Lo mismo que el señor Gu, mi padre ejercía como funcionario, solo que el suyo era un cargo irrelevante en un pueblo de poca monta y a diferencia de su amigo, que se había comprado un coche y se permitía rechazar a un candidato para su hija, todo a lo que él aspiraba era a conservar su empleo y a sentirse privilegiado por ello. Mi padre no solo estaba ofuscado con su amigo Gu, que no había hecho —por respeto a los recuerdos de la infancia— el menor esfuerzo por ocultar o siquiera atenuar las desigualdades entre las familias, sino que también estaba ofuscado consigo mismo. No había tenido la audacia de preguntarle a su amigo por qué no le había anunciado antes el triple compromiso, por qué no le había solicitado un período mayor de reflexión al comerciante si tanta pena le daba perder como yerno a mi hermano y, en fin, por qué venía él solo para dar esta noticia y por qué tras ello huía como un ladrón.

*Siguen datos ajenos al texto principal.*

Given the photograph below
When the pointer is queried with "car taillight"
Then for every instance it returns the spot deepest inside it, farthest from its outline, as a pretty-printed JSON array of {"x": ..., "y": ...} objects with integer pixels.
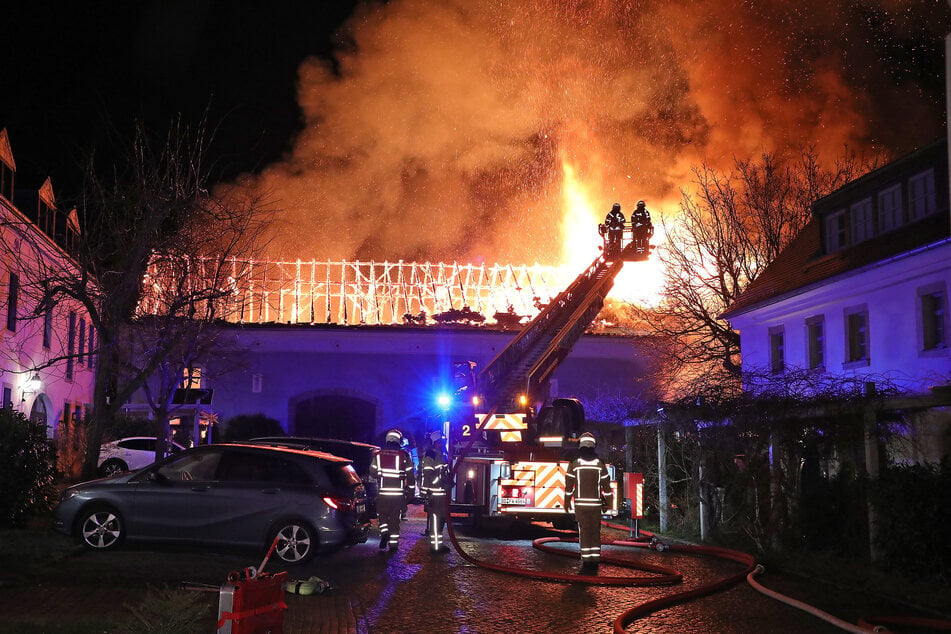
[{"x": 336, "y": 503}]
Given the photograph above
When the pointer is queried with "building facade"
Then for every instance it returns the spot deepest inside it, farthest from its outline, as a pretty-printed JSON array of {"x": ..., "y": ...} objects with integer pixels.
[
  {"x": 356, "y": 382},
  {"x": 861, "y": 296},
  {"x": 46, "y": 353}
]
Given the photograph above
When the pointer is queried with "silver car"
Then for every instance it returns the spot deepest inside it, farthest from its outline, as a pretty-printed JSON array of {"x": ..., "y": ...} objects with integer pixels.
[
  {"x": 230, "y": 495},
  {"x": 129, "y": 454}
]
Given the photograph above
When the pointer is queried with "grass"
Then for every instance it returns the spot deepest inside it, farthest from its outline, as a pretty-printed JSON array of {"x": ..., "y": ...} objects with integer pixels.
[{"x": 50, "y": 584}]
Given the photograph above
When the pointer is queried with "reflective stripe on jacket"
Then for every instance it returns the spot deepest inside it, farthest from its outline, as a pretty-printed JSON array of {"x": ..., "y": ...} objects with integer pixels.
[
  {"x": 393, "y": 470},
  {"x": 587, "y": 481}
]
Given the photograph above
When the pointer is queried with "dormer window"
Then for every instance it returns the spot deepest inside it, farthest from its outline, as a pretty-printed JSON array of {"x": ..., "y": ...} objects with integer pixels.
[
  {"x": 861, "y": 220},
  {"x": 921, "y": 195},
  {"x": 836, "y": 231}
]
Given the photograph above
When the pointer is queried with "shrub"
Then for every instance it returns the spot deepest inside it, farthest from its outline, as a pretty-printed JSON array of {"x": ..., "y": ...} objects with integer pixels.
[
  {"x": 250, "y": 426},
  {"x": 912, "y": 518},
  {"x": 27, "y": 469}
]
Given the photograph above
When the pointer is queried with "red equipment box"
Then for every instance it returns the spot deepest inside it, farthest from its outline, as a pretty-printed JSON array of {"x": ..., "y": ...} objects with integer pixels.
[{"x": 252, "y": 606}]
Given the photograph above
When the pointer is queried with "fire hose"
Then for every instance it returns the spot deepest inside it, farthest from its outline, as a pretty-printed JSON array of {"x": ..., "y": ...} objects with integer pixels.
[{"x": 663, "y": 575}]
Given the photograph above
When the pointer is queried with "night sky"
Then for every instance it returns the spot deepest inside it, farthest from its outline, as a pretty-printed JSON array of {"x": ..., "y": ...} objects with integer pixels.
[
  {"x": 72, "y": 69},
  {"x": 450, "y": 129}
]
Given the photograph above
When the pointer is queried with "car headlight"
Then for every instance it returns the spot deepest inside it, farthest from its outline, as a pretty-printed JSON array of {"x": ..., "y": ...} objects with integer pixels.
[{"x": 69, "y": 494}]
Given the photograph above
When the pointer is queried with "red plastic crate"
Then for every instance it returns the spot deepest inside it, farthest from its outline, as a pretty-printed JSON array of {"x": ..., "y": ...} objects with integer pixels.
[{"x": 252, "y": 606}]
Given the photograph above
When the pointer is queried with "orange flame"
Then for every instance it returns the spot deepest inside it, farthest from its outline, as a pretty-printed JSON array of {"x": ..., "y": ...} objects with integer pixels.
[{"x": 638, "y": 282}]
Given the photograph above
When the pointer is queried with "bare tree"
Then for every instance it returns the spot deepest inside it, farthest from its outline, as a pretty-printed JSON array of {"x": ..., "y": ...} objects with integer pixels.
[
  {"x": 154, "y": 241},
  {"x": 729, "y": 228}
]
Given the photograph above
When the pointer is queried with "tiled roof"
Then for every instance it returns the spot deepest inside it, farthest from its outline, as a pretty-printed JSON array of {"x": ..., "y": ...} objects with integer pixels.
[{"x": 802, "y": 265}]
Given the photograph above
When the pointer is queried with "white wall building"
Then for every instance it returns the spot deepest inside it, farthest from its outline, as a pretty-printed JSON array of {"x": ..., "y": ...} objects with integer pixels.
[
  {"x": 54, "y": 345},
  {"x": 862, "y": 294}
]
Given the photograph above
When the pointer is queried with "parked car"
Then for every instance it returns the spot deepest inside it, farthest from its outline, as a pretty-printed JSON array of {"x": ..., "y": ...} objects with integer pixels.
[
  {"x": 234, "y": 495},
  {"x": 130, "y": 454},
  {"x": 361, "y": 454}
]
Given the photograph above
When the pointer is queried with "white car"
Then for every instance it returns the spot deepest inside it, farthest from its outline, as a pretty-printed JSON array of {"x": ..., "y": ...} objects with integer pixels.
[{"x": 129, "y": 454}]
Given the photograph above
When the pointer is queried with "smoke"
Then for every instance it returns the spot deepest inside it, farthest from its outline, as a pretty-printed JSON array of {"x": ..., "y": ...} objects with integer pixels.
[{"x": 440, "y": 130}]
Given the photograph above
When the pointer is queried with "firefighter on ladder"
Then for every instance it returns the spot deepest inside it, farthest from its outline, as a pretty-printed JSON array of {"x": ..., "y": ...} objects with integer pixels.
[
  {"x": 587, "y": 492},
  {"x": 614, "y": 226},
  {"x": 433, "y": 487},
  {"x": 392, "y": 467}
]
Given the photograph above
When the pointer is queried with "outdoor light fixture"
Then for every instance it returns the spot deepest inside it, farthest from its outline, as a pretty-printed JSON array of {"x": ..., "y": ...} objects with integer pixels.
[{"x": 32, "y": 385}]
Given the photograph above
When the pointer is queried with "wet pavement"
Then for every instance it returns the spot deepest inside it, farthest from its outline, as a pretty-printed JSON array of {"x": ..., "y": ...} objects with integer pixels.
[{"x": 413, "y": 591}]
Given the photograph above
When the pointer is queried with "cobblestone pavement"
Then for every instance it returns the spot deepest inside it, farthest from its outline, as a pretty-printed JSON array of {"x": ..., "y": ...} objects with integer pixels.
[{"x": 413, "y": 591}]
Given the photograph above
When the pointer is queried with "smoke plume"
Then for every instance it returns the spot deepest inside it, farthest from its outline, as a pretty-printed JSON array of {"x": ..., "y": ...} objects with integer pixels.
[{"x": 442, "y": 128}]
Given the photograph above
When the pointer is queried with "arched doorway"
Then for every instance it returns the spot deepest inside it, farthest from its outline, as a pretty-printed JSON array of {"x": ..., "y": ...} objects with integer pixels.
[
  {"x": 38, "y": 413},
  {"x": 335, "y": 416}
]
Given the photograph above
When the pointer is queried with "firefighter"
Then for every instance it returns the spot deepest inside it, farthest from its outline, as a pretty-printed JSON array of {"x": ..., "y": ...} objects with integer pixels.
[
  {"x": 393, "y": 469},
  {"x": 641, "y": 227},
  {"x": 614, "y": 224},
  {"x": 587, "y": 494},
  {"x": 433, "y": 487}
]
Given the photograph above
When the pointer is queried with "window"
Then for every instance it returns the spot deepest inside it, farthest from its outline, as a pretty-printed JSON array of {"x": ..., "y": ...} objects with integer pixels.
[
  {"x": 816, "y": 342},
  {"x": 48, "y": 329},
  {"x": 933, "y": 307},
  {"x": 861, "y": 220},
  {"x": 835, "y": 231},
  {"x": 856, "y": 336},
  {"x": 12, "y": 302},
  {"x": 889, "y": 209},
  {"x": 71, "y": 345},
  {"x": 921, "y": 195},
  {"x": 82, "y": 342},
  {"x": 91, "y": 350},
  {"x": 191, "y": 378},
  {"x": 777, "y": 361},
  {"x": 46, "y": 218},
  {"x": 6, "y": 181}
]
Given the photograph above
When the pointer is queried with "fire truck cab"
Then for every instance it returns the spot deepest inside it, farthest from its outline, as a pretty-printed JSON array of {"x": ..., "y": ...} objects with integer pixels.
[{"x": 508, "y": 458}]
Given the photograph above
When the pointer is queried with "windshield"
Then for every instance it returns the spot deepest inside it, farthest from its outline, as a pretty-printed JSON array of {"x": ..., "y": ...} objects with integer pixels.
[{"x": 343, "y": 476}]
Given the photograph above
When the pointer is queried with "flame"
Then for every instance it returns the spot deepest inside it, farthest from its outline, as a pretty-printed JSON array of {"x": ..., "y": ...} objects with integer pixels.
[
  {"x": 638, "y": 282},
  {"x": 579, "y": 236},
  {"x": 451, "y": 130}
]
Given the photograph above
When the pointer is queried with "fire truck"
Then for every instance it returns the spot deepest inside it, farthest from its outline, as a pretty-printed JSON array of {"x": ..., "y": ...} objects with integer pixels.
[{"x": 509, "y": 448}]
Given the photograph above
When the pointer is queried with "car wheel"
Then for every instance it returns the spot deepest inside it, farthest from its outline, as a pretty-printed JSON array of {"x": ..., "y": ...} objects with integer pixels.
[
  {"x": 296, "y": 542},
  {"x": 112, "y": 467},
  {"x": 101, "y": 528}
]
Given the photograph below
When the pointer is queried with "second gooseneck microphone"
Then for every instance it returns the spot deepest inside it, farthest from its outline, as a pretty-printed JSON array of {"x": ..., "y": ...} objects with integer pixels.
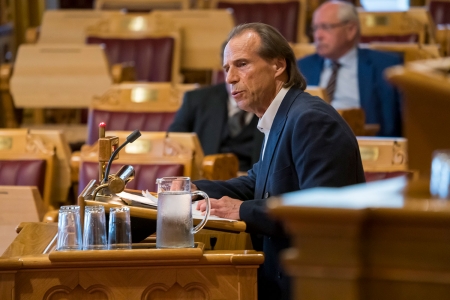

Yo era muy pequeña entonces para medir el alcance de lo ocurrido, pero no tan pequeña para soslayar que el señor Gu se había marchado el primer día del nuevo año sin despedirse del resto de mi familia y sin honrar su promesa de probar nuestra comida y pasearnos en su coche. La severidad de mi padre, sumada a la especial tristeza que él mostraba por entonces, me empujaron a callar pese a que me moría de intriga por saber si volvería a visitarnos Gu Xiaogang, con coche o sin él, con esposa e hijas o sin ellas. Pronto confirmé que algo grave había pasado en el despacho. ¿Cómo explicar que jamás recibimos invitaciones para ninguna de las tres bodas?

A la pena que sentía se añadió el miedo. Tenía la culposa certeza de que, de un momento a otro, mi padre nos acusaría, a mi hermano y a mí, tal vez aun a mi madre, de haber causado esa desgracia por no haber puesto al sol los libros de mi abuela, no al menos los adecuados. Más tarde supe, no obstante, que mi padre adjudicaba lo ocurrido a otra razón: para que una familia sellara una boda debían pasar tres años de la muerte de un padre o un abuelo (en este caso, de la muerte de mi abuela), solo que mi padre había osado violar esta tradición para contentar a mi madre. Ella estaba decidida a que mi hermano se casara antes de cumplir los dieciocho o, como máximo, los diecinueve años. Él había cedido y ahora lo lamentaba.